Lizé Kidson had a rough couple of years as she struggled to find employment and her health deteriorated. The virtual Spar Women’s Run, however, inspired her to be her own sunshine. She shares her story.
As a 35-year-old with osteogenesis imperfecta, I always wanted to do the Spar Women’s Run when we stayed in Pretoria, but never got the chance. When I heard that there would be a Virtual Run in the whole country this year, I decided this is my chance!
Facing some obstacles
These days my life is a bit rough. My mom and I moved to KwaZulu-Natal years ago when she went on pension. Since then, I’ve been unable to find work. I had to give up my medical aid and, for the last two years, my health has deteriorated as I couldn’t go to the right doctors or get the proper medication.
Sometimes I feel like I just want to give up, because I wake up with pain, I go to bed with pain. Two years ago, I broke my femur and it doesn’t want to heal properly. Since then my mom has had to help me with almost everything. It is difficult for both of us. Just when I thought that everything was getting better, I broke a rib and hurt my arm.
My biggest wish since I was little is to care for my mom when she gets old, but, now, she must care for me with her small pension. She tries to buy medication even when we don’t have enough to get through the month. It makes me so incredibly sad.
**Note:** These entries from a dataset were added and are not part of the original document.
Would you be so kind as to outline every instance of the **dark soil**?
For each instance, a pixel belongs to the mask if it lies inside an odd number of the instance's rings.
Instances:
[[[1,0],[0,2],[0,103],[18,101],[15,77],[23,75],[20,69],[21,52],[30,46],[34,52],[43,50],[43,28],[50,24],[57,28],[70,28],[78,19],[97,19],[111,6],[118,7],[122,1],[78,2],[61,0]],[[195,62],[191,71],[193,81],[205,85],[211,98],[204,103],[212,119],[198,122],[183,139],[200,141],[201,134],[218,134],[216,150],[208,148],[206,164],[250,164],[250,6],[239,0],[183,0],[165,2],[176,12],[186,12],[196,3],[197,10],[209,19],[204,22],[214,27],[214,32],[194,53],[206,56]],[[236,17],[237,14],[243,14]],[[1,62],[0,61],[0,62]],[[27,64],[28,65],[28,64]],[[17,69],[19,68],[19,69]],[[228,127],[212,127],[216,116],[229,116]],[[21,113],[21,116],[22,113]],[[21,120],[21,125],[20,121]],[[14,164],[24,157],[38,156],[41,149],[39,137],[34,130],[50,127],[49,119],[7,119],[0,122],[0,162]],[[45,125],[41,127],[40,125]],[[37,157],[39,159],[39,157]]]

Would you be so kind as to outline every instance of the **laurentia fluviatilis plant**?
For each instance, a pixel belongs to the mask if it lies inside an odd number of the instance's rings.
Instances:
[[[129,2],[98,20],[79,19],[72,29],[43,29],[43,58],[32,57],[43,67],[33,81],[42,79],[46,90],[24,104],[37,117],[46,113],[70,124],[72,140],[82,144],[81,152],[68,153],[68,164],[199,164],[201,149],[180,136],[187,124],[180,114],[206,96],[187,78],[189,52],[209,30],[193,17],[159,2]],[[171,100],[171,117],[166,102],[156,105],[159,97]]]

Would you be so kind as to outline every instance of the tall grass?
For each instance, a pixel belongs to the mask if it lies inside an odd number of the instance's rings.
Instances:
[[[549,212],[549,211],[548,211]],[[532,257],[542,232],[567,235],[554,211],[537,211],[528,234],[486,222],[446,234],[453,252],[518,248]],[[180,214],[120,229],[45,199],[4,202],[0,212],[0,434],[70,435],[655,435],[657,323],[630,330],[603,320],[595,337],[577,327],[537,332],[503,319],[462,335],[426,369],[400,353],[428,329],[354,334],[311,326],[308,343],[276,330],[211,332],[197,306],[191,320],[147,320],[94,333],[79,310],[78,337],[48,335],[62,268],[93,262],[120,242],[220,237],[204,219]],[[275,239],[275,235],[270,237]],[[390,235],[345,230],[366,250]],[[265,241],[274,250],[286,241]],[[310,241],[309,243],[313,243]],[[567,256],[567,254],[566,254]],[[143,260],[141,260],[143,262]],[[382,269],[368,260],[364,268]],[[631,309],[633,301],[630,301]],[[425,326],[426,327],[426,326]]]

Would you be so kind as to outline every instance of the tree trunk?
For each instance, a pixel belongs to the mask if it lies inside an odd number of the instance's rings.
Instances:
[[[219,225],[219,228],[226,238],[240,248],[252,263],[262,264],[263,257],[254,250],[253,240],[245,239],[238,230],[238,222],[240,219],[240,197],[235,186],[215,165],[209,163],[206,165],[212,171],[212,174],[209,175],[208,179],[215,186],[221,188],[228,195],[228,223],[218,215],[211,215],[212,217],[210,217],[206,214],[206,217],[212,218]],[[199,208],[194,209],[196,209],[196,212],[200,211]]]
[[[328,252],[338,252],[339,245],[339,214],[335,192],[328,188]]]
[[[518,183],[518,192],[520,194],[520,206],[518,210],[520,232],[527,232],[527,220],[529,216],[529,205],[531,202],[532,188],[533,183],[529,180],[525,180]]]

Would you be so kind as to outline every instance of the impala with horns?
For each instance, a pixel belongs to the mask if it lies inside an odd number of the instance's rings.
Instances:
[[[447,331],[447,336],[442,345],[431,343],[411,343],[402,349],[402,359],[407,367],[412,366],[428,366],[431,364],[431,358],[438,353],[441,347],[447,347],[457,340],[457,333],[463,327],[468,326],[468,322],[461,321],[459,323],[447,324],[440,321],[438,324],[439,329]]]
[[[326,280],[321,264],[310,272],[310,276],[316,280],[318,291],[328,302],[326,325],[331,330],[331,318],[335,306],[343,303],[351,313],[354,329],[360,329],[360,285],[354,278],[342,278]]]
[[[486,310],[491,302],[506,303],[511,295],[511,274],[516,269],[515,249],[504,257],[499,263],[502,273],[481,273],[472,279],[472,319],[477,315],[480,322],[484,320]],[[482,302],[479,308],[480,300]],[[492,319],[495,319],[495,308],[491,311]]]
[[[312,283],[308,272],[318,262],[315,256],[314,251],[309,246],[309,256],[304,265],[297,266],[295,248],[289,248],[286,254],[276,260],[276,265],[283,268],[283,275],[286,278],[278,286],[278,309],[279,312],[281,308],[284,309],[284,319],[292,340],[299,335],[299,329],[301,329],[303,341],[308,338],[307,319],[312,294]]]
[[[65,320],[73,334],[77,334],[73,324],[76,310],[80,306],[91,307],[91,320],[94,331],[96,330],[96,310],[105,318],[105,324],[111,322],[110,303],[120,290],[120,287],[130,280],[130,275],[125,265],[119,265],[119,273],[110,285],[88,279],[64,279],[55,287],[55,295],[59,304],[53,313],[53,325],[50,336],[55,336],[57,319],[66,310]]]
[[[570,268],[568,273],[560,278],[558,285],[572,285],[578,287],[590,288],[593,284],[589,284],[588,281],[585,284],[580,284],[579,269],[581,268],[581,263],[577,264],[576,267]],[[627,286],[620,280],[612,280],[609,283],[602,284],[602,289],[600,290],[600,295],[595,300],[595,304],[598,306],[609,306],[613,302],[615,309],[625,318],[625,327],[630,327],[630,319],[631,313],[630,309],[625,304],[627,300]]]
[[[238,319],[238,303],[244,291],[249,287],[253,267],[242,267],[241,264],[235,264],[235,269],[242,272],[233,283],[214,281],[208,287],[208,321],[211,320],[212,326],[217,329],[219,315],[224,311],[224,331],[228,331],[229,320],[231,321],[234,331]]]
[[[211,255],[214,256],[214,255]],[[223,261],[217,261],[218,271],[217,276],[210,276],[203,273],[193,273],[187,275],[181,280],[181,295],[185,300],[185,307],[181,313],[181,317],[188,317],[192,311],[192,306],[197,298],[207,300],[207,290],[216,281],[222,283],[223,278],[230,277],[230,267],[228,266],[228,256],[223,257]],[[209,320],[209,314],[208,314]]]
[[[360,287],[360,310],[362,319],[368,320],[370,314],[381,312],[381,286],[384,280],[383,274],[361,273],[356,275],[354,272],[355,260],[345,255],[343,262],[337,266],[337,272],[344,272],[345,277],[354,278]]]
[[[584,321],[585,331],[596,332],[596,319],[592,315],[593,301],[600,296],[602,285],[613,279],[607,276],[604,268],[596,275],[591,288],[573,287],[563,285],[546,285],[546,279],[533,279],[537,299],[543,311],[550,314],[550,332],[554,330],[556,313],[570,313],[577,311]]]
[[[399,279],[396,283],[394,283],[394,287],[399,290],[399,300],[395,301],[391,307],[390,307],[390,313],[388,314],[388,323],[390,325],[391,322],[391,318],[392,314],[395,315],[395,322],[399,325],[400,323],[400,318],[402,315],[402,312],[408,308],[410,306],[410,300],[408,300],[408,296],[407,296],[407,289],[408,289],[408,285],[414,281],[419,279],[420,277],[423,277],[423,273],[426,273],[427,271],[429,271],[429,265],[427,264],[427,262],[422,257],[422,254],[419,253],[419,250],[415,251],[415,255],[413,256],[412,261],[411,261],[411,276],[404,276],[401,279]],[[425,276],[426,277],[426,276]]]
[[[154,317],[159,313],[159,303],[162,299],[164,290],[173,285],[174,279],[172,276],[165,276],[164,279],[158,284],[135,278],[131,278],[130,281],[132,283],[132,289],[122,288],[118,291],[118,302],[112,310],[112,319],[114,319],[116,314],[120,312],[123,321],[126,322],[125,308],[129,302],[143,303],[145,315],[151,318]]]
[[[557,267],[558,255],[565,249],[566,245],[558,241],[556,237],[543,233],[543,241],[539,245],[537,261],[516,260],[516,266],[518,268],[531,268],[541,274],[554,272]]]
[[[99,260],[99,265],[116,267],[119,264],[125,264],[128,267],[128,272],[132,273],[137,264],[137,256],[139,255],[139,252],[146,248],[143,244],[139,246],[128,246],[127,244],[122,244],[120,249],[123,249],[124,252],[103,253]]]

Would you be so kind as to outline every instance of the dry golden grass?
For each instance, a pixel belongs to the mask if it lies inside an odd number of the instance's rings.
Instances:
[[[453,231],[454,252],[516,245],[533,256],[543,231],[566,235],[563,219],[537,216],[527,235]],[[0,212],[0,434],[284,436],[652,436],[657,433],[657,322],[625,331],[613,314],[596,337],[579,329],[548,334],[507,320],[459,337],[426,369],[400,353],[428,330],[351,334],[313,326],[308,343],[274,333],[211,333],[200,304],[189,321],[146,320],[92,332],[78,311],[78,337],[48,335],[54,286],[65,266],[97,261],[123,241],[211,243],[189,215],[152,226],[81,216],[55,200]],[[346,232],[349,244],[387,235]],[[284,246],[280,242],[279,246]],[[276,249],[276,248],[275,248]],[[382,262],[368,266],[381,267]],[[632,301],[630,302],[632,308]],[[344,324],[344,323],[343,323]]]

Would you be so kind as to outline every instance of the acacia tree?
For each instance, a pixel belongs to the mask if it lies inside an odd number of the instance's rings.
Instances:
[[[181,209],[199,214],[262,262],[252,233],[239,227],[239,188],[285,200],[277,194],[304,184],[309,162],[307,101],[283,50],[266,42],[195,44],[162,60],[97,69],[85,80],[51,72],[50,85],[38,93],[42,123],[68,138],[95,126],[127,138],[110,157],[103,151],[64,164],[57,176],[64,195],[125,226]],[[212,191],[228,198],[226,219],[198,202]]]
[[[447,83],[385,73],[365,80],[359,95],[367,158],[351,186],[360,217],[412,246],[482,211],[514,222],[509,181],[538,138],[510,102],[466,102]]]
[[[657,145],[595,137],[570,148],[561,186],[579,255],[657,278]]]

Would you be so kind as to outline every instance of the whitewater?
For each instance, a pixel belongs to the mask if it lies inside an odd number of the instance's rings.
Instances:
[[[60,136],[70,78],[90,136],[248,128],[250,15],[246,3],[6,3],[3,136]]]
I’ve faced depression and suicidal thoughts, but then I think of my mom, how she raised me and my brother (who has the same disorder), struggling to give us everything she can. I have to push through for her.
A bright moment
When I heard about the Virtual Spar Women’s Run, I decided that I am going to do it, even if I take the whole day. At least I have the sea to look at when I get tired! I asked my friend to do it with me. The last time I did a run was about 20 years ago!
To feel better about myself, to get me on the right path again and to get my hope back again (even if it is only for a day), I am going to be my own sunshine! I am going to chase the bully of my own life away, who makes me think and believe that I can’t do anything for myself and that I am stupid because other people say it to you.
I am going to wear my Wonder Woman pants that my mom bought me and I am going to fly with my wheels over the tar road …
Lizé participated in the run but was injured. Fortunately, her friend was able to push her to the finish line. Congratulations on completing the run!